Deutsche Bank expects a solid fourth-quarter performance from Prysmian. However, the bank cautioned that full-year 2026 EBITDA guidance is likely to be, at best, in line with current consensus, which further constrains the upside case for the stock in the near term.

Despite the downgrade, Najeeb acknowledged that Prysmian's management has demonstrated consistent execution. The company remains exposed to long-term structural trends such as electrification and data center buildouts, which support the longer-term investment thesis. Still, given the tightened valuation, Deutsche Bank believes much of those positives are already reflected in the share price.

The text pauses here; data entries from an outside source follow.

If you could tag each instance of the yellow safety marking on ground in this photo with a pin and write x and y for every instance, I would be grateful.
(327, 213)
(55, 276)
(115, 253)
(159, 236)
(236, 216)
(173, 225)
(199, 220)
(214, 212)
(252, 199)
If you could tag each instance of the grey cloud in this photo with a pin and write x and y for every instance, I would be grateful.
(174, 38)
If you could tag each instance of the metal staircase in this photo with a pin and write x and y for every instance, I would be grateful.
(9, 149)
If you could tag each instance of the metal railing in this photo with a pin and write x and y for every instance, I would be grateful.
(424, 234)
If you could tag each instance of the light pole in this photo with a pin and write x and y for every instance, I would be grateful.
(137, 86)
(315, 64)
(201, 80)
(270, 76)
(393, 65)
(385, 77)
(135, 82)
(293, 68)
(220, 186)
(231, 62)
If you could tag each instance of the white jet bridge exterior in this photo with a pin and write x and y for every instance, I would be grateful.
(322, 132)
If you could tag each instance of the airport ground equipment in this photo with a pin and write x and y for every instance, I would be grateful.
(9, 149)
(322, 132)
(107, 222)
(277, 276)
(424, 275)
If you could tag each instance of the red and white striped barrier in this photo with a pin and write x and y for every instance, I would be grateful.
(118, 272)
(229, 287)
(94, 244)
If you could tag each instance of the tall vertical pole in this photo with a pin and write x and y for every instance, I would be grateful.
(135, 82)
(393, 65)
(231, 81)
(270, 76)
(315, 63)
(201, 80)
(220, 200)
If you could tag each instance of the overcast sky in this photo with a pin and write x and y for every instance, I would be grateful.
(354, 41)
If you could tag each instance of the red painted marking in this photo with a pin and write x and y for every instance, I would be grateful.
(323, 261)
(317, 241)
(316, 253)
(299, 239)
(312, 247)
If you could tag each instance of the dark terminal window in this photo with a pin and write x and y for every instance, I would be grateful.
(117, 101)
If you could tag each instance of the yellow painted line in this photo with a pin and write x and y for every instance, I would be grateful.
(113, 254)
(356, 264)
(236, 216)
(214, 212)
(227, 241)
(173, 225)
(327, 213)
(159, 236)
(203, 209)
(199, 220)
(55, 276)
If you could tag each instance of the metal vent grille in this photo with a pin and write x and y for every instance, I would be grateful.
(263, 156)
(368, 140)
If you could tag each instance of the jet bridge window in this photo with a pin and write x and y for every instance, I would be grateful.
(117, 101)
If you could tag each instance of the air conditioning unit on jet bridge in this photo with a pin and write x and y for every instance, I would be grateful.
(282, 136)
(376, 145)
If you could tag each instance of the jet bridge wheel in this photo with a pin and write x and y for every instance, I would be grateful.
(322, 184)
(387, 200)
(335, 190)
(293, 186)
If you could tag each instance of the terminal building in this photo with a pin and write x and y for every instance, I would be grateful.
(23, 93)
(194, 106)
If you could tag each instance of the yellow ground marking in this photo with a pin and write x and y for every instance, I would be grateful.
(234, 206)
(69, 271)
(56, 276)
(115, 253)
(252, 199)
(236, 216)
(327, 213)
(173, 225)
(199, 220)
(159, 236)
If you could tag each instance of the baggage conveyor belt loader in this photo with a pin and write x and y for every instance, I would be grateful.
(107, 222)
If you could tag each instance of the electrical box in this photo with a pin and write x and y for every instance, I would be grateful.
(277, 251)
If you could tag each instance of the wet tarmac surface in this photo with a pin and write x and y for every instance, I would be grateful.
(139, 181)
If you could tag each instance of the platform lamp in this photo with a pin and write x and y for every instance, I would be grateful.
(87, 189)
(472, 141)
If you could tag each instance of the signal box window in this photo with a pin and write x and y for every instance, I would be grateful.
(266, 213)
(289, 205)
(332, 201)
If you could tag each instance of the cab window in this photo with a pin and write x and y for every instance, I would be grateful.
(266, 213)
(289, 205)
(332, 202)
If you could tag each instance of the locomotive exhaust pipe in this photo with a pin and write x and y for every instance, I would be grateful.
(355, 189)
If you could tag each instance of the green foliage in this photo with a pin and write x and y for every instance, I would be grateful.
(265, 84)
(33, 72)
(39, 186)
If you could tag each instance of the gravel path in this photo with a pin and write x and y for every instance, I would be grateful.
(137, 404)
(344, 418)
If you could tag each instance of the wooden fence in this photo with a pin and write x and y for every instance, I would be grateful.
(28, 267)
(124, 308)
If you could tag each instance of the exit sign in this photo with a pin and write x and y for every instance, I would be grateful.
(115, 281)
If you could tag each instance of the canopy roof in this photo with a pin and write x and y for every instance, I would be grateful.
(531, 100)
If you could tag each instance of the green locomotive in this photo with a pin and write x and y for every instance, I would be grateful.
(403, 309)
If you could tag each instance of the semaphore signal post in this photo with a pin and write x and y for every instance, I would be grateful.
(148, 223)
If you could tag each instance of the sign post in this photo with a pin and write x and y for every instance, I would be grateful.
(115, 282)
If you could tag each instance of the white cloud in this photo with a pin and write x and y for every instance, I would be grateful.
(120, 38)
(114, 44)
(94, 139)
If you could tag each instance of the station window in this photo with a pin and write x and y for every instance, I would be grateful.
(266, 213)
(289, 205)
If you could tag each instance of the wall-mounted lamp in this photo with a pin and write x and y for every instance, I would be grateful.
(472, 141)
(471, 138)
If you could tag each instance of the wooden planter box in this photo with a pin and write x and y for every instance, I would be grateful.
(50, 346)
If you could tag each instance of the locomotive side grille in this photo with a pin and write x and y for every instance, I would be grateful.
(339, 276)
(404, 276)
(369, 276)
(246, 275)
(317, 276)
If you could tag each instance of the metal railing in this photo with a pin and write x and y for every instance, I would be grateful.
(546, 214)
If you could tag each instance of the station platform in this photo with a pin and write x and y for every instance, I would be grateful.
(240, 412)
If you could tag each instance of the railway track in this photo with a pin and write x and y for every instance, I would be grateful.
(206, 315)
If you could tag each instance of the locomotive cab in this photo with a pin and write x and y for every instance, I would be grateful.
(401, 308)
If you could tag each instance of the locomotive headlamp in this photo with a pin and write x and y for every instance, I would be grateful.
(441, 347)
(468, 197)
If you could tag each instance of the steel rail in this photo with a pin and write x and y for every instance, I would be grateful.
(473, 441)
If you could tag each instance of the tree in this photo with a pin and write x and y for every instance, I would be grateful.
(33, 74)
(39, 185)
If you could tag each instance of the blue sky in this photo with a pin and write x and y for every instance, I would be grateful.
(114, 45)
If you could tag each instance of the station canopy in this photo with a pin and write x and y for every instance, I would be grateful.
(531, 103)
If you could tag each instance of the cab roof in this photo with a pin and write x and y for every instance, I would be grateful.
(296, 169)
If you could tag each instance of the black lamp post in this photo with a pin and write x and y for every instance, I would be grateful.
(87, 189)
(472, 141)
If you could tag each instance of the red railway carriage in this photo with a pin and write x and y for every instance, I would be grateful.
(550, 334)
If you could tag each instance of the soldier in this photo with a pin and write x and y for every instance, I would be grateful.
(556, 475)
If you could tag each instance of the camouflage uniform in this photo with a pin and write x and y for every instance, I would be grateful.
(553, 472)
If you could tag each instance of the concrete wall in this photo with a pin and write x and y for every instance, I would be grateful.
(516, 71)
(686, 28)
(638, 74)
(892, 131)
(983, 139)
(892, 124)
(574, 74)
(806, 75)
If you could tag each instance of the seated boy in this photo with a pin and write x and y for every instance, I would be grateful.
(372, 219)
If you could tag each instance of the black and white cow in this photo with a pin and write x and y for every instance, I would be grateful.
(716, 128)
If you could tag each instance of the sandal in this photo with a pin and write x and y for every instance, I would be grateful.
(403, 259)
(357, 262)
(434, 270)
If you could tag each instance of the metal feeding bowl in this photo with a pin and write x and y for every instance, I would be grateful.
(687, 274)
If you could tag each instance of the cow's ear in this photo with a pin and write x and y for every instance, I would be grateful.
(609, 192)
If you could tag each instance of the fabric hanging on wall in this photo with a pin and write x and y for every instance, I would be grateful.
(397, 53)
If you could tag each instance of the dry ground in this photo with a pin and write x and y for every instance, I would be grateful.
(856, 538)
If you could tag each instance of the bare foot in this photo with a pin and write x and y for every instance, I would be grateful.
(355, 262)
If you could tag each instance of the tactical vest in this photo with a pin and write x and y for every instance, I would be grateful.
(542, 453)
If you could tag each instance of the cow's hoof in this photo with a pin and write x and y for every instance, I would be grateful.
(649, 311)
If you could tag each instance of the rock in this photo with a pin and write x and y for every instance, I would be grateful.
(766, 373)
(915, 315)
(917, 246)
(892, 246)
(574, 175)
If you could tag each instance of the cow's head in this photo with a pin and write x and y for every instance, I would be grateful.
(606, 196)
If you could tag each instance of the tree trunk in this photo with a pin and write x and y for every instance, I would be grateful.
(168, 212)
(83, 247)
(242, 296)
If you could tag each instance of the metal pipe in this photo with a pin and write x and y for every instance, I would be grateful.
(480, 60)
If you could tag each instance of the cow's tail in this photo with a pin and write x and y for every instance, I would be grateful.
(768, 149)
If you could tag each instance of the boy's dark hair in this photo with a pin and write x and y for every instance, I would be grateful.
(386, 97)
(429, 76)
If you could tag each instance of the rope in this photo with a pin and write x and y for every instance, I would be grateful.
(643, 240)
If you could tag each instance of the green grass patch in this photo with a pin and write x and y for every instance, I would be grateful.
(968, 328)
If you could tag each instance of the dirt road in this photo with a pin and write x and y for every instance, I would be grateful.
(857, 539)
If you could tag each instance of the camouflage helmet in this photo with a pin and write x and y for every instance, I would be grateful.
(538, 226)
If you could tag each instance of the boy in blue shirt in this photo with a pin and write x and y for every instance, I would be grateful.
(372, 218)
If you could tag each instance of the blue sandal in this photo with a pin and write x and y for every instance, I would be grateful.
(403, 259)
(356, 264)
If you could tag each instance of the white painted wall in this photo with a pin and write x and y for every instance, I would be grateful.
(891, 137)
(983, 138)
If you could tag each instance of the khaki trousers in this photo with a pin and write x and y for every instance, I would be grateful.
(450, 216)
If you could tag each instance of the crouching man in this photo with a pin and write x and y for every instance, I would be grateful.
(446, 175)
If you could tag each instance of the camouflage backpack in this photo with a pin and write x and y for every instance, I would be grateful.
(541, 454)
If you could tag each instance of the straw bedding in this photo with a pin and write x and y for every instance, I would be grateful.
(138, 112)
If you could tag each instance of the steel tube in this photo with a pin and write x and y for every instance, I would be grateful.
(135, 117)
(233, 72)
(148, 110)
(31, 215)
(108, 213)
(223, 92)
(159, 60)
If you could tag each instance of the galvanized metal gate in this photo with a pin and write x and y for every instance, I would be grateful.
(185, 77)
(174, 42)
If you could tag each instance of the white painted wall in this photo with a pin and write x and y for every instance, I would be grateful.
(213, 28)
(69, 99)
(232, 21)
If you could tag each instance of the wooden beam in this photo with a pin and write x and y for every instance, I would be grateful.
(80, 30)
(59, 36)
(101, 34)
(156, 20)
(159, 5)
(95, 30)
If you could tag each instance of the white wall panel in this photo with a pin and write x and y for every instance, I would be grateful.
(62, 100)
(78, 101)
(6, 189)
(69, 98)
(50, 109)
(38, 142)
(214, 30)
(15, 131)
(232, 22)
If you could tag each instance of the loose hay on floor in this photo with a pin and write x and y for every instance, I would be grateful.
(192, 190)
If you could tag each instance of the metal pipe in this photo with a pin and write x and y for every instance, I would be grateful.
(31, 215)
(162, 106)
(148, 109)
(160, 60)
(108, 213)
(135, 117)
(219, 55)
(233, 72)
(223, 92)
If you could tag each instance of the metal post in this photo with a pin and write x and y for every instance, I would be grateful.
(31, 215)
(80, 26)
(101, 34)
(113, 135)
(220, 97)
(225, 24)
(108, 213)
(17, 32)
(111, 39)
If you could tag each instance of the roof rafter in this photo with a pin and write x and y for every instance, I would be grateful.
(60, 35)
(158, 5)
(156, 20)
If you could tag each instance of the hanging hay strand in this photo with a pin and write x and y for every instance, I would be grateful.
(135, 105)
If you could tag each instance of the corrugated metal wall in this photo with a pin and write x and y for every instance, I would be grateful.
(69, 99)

Clear summary: Deutsche Bank downgraded Prysmian to hold and lowered its price target to €100 after a 19% YTD share price increase left valuation closer to peers. The bank points to a 2026 EV/EBITA of about 16x, delayed tariffs that may slow U.S. market-share gains, and limited scope for FY26 EBITDA upside as reasons the stock's near-term appreciation is constrained.

Risks

  • Delay in tariffs on copper cables could slow Prysmian's expected U.S. market-share gains - impacts electrical equipment and infrastructure sectors.
  • FY26 EBITDA guidance may be only in line with expectations, which would cap short-term stock performance - impacts investor returns and market sentiment in industrials.
  • Valuation compression versus European electrical peers reduces the margin of safety and potential for further near-term upside - affects equity valuations in the electrical and infrastructure supply chain.